Just to correct a common misunderstanding about why the State Pension is deemed a "benefit" and not a "true" pension ...
If you pay into a pension fund, whether that is at work or a private pension, that fund is invested on your behalf and the "pot" grows. When you draw your pension you draw from that pot. ....the bigger the pot the more you get.... quite a simple concept.
The State Pension does NOT work that way .. there is no "pot" of invested money .. all your National Insurance and Income Tax contributions over the years have all been spent .. every year .. especially as successive governments have run a budget deficit.
All State Pension payments/social security costs/pension credits etc etc .. in fact EVERY SINGLE PENNY THE GOVERNMENT SPENDS comes from this years taxes and borrowings.

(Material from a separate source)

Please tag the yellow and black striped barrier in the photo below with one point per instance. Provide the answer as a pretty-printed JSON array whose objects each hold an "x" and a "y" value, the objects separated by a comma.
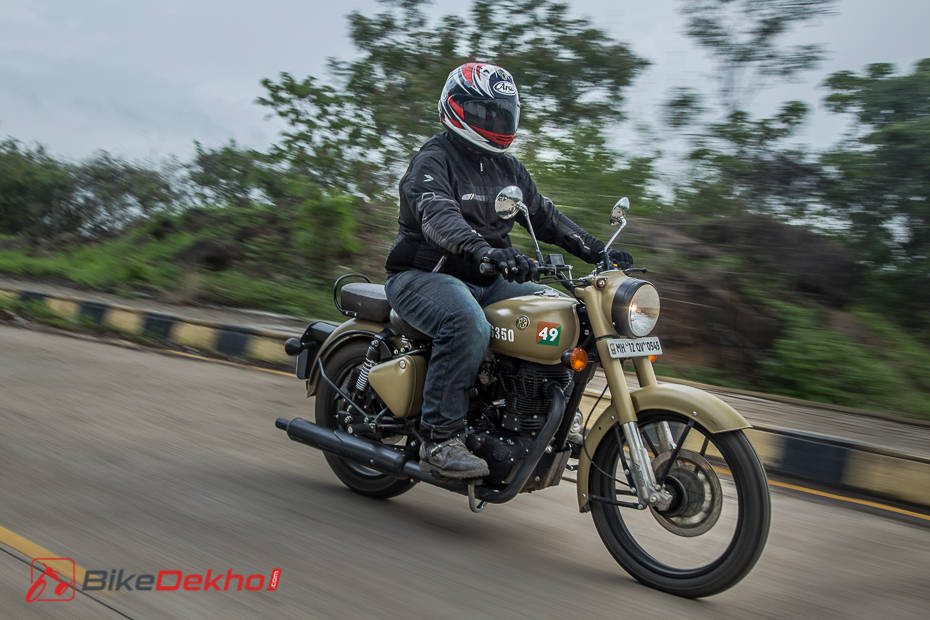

Thus the size of the State Pension and any increases are not linked to the size or profitability of the non-existent pot .. but are decreed by Government, and paid for by present taxpayers, so it cannot, correctly, be called a pension. It is paid to pensioners because they "benefit" from the fact that the present day work force are paying taxes, without them there would be no government income, and that is half the problem .. with more and more elderly folk claiming the state pension, there are simply not enough folk in work to cover the cost. It was once quoted (way back in 1983 when I did my Commerce course) that it then took 9 workers to pay for 1 pensioner ... I've no idea what the required ratio is now.